The Chinese probably hold the record for jailing those who point out 
corruption, violation of environmental laws and other shortcomings.  But
 Malaysia could be catching up. The Barisan Nasional has a considerable 
history of going after whistle-blowers who expose wrongdoing by 
government officials, and particularly of leaders of the United Malays 
National Organization.
The most recent were Rafizi Ramli, the strategy chief for the opposition
 Parti Keadilan Rakyat party, and Johan Mohamad, a former Public Bank 
clerk, for explosive details of an equally embarrassing scandal 
involving Malaysia’s National Feedlot Corporation, controlled by the 
husband of Shahrizat Abdul Jalil, the head of the women’s wing of UMNO. 
Te scandal has more recently become known as Cowgate, in which it 
squandered millions of ringgit on personal trips, fancy cars, 
condominiums in Singapore and Kuala Lumpur and largely failed in its 
mission to establish an operation to slaughter tens of thousands of 
cattle annually following Islamic religious practices. 
Government officials raided Rafizi’s home in a predawn raid and charged 
him on Aug. 1 with violating the Banking and Financial Securities Act.
Rafizi also made public Treasury Ministry documents allegedly showing 
that a consortium headed by a close friend of Najib Tun Razak delivered 
the winning bid for a RM1 billion light rail expansion project, accusing
 Najib of interfering in the bid process to swing the contract to the 
engineering company.
Another whistleblower who had his career ruined because he dared to take
 on UMNO cronies was Ramli Yusuff, the director of Malaysia's Commercial
 Crime Investigation Department, who filed a report concerning the 
looting of MAS, the country’s flag airline. 
"Tan Sri Tajudin Ramli was in control of MAS from 1994 to 2001. When he 
left MAS in 2001, MAS had accumulated losses in excess of RM8 billion 
(US$2.54 billion). Many projects were made under very suspicious 
circumstances," Ramli wrote in his report, indicating a wide range of 
abuses by Tajudin’s family, who were deeply involved in setting up shell
 companies to siphon off money from MAS ancillary operations. 
But instead of preferring charges against Tajudin, the Malaysian 
Anti-Corruption Commission (MACC) went after the inspecting officer, 
Ramli Yusuff for allegedly not declaring his assets, for misusing a 
police airplane, and abusing his power as a police officer, all of which
 were convincingly refuted. 
Ramli wasn't the only one to be hauled before the courts. His lawyer, 
Rosli Dahlan, who was also the lawyer for the airline itself, prepared 
Ramli's defense against the criminal charges only to be arrested on 
charges of collaborating with Ramli. At one point, on a pretext that 
Rosli had mishandled a letter from the MACC, police officers invaded 
Rosli's office, arrested and handcuffed him, then kept him in a cell 
overnight, refusing him medical treatment for injuries to his wrists 
from the handcuffs. They also refused his request to file a report 
against the arresting officers.
Rosli went to a court especially created to handle MACC cases, only to 
have the case fizzle out when a prosecutor announced that neither Rosli 
nor Ramli had been charged for corruption, having been summarily 
acquitted without having to put on a defense.

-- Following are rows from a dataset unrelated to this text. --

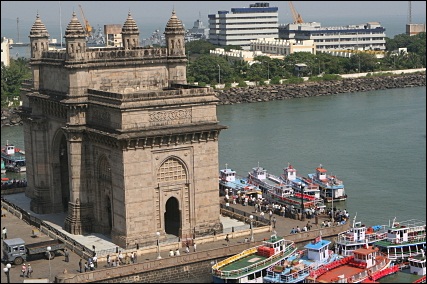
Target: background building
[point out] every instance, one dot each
(368, 36)
(414, 29)
(5, 51)
(243, 25)
(274, 46)
(113, 35)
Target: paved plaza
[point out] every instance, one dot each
(43, 268)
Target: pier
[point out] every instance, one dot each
(189, 267)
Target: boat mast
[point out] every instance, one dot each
(17, 27)
(60, 23)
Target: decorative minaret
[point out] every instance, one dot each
(174, 35)
(75, 40)
(39, 39)
(130, 33)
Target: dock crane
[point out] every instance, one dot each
(88, 27)
(297, 17)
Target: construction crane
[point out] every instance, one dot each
(297, 17)
(88, 27)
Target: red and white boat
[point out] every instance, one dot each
(359, 267)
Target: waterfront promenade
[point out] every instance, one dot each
(42, 269)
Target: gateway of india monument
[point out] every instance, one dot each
(117, 139)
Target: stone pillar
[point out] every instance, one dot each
(77, 221)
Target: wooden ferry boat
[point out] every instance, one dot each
(250, 266)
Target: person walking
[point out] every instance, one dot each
(23, 270)
(108, 260)
(120, 258)
(4, 233)
(67, 255)
(95, 261)
(29, 270)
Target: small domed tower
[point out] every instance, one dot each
(39, 39)
(75, 40)
(174, 35)
(130, 33)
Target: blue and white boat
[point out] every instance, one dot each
(251, 265)
(331, 188)
(298, 267)
(232, 185)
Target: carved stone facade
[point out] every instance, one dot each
(118, 140)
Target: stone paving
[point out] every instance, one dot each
(42, 269)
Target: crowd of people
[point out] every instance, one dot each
(7, 183)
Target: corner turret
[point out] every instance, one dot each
(130, 33)
(174, 35)
(39, 38)
(75, 40)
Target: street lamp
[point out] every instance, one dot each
(301, 186)
(7, 271)
(219, 74)
(48, 255)
(251, 218)
(158, 245)
(332, 210)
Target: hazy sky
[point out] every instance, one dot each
(147, 13)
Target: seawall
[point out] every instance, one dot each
(321, 88)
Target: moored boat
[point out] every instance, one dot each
(357, 236)
(250, 266)
(331, 188)
(356, 268)
(232, 185)
(299, 266)
(277, 191)
(299, 183)
(14, 158)
(414, 271)
(404, 239)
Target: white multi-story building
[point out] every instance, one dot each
(368, 36)
(282, 46)
(242, 55)
(5, 52)
(242, 25)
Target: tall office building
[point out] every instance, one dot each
(242, 25)
(368, 36)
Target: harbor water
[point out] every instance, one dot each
(374, 141)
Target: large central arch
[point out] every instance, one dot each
(172, 217)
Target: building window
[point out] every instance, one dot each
(171, 170)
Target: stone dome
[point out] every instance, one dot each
(174, 25)
(38, 29)
(74, 28)
(130, 26)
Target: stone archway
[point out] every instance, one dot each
(60, 195)
(172, 217)
(103, 198)
(64, 173)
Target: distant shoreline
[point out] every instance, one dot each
(235, 95)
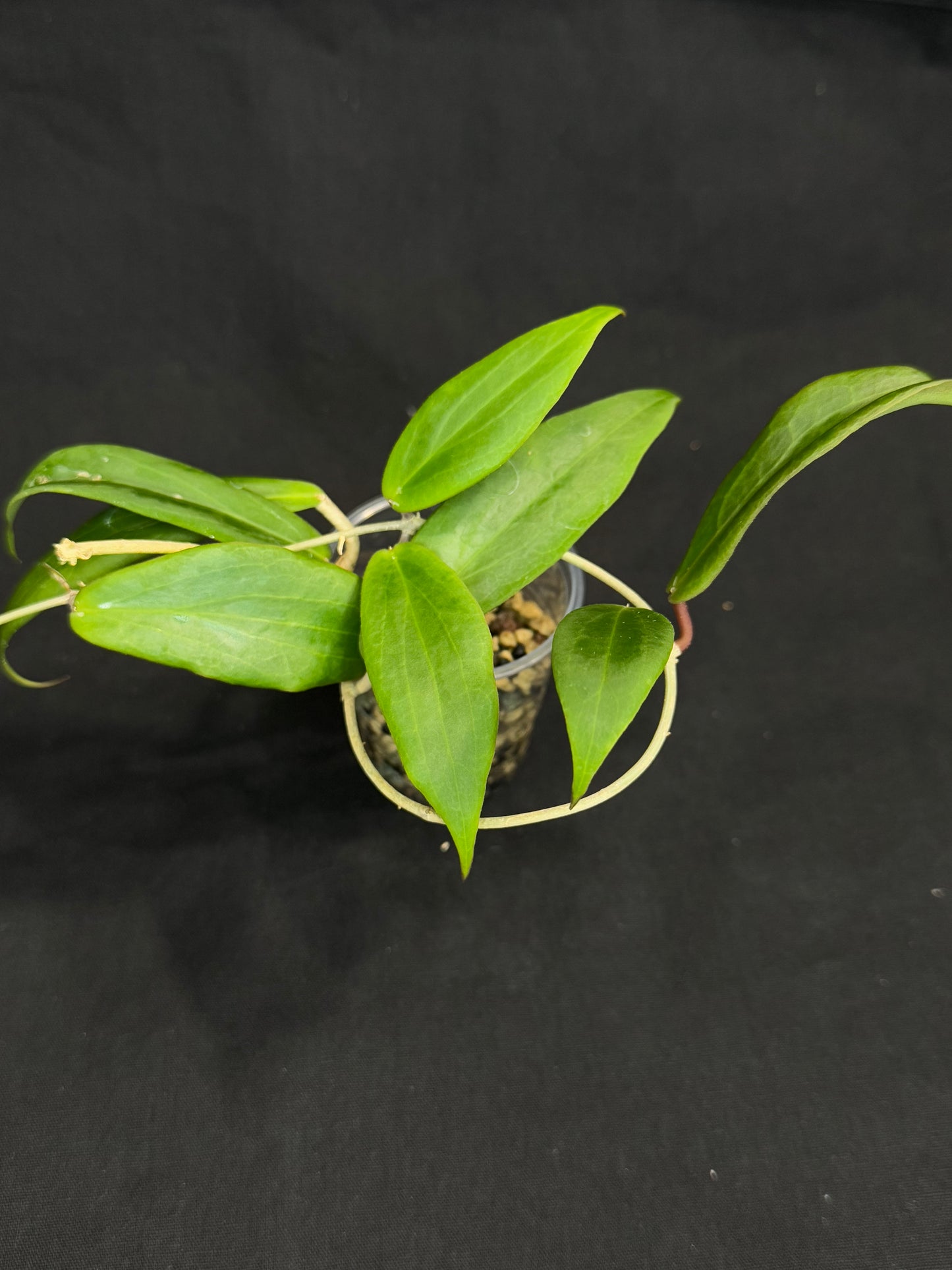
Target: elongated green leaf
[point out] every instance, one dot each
(244, 614)
(605, 661)
(471, 424)
(518, 521)
(430, 657)
(813, 422)
(163, 490)
(40, 583)
(296, 496)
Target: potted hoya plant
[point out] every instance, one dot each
(441, 642)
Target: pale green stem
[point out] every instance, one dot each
(348, 546)
(41, 606)
(71, 553)
(325, 539)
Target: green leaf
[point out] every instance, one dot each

Probably the most egregious case occurred in 1995 when Lim Guan Eng, 
then a Melaka politician, was charged with sedition and jailed for 18 
months for pointing out on the floor of Parliament that Mohamed Khir 
Toyo, then the  Melaka chief minister, was involved in the statutory 
rape of a 15-year-old schoolgirl. The girl’s grandmother appealed to Lim
 for help after the family had no access to her for eight days. When the
 affair became known, the alleged rape victim was jailed as well. Lim, 
now the chief minister for the state of Penang, lost his MP status and 
was barred from standing in the next election.